A photographer named Nicholas Bruno suffers from sleep paralysis as well, and he’s made this awesome portfolio recreating his hallucinations. I really love his work, because his hallucinations are strikingly similar to mine, there’s some intangible quality in his art that makes me feel like I’m looking at my own nightmares.

So, if you feel like looking at creepy stuff, you should check his photography out here.
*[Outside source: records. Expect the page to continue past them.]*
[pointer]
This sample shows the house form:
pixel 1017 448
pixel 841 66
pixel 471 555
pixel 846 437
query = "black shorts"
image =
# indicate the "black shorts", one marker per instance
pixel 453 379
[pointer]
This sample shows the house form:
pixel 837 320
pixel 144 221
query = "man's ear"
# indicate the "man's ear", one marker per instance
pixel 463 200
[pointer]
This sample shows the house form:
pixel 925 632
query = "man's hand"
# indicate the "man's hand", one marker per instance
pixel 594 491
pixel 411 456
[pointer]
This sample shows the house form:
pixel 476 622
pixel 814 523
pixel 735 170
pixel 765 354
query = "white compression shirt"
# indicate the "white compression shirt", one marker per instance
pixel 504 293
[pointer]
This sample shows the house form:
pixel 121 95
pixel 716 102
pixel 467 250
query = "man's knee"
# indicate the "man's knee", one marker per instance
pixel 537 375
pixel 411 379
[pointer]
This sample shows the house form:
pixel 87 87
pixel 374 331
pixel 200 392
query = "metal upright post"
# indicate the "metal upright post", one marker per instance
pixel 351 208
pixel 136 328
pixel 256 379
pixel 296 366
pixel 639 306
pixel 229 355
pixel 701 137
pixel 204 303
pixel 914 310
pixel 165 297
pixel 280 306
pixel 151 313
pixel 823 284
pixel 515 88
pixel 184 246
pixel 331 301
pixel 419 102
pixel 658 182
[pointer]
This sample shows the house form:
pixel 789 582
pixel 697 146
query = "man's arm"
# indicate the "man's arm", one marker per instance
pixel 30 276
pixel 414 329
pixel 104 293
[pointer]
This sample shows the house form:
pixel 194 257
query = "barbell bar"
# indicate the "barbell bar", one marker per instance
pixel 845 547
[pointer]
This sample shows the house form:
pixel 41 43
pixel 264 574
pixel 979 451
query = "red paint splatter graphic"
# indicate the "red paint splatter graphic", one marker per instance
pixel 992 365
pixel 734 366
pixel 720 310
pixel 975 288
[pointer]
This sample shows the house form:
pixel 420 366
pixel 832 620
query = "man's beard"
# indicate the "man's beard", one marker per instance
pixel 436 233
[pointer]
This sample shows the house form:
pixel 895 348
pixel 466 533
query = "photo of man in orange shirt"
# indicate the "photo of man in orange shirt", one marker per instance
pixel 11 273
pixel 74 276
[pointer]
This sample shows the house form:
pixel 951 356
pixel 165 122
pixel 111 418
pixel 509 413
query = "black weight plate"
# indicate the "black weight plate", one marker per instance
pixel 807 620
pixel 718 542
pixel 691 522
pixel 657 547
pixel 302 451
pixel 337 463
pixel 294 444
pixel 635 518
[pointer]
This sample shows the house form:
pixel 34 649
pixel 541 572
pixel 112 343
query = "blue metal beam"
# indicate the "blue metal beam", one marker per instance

8 thoughts on “Narcoleptic Nightmares

  1. Venlafaxine (Effexor) is quite good at stopping the REM-sleep stuff: the paralysis and nightmares, and suppresses the cataplexy pretty well too. Some dodgy side-effects and I go long periods without using it. But it’s good at least for providing a paralysis holiday!


  2. Mason says:

    I’m so glad I’m not the only one. I can always recall my dream perfect because of how vivid and real they always feel. Sometimes I’ll share my dreams with my wife and she thinks their so morbid. I don’t watch scary movies or anything crazy. Like everything, you get out what you put in. But sometimes I wonder how my brain comes up with it all. I’ve had terrible and just awfully sick dreams before. I don’t have nightmares every night but I do have them more often than not. I really like this artists photos.


  3. E Olinger says:

    I am very much enjoying your writing, you capture the lived experience of a narcoleptic perfectly. You are very skilled and make our experience relatable to others.


    • Thank you so much! I’m glad you’re enjoying my blog. I’m trying to write more often! I think it’s super important for people to understand what we go through.